Bullying the boss : upwards bullying as a response to destructive supervisory leadership in the workplace.
Degree GrantorUniversity of Canterbury
Degree NameMaster of Science
Despite a growing acknowledgement of the negative outcomes for organizational functioning and the health and well-being of individuals attributable to workplace bullying, research into the phenomenon of upward bullying (supervisors bullied by their subordinates), particularly its aetiology, has received modest attention. The aim of the present study was to explore the link between destructive supervisory leadership and upward bullying and the mediating or moderating roles of perceived interactional justice, continuance commitment and workrelated meaning in this relationship. Two hundred and eight post-graduate students and two hundred and four work-based subordinate employees completed an on-line survey of their perceptions of the leadership style and interactional justice of their immediate supervisor, the levels of their own continuance commitment and work-related meaning, and the frequency with which they engaged in specific bullying behaviours targeting their supervisor.

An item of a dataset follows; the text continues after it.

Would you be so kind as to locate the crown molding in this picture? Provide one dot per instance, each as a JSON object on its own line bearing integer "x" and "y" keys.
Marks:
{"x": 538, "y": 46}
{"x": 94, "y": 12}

As expected, subordinate perceptions of destructive supervisory leadership were strongly associated with an increased incidence of upward bullying, with the strength of this relationship partially mediated by subordinate perceptions of interactional justice within supervisory interactions. In addition, subordinate levels of continuance commitment and work-related meaning moderated the relationship between subordinate perceptions of interactional justice and the incidence of upward bullying, such that this relationship was intensified when either, or both the level of subordinate continuance commitment or work-related meaning was higher. This paper offers preliminary support for conceptualizing upwards bullying as a retaliatory response to destructive leadership, however due to a reliance on cross-sectional data, inferences of causality cannot be made. Practical implications and directions for future research are discussed.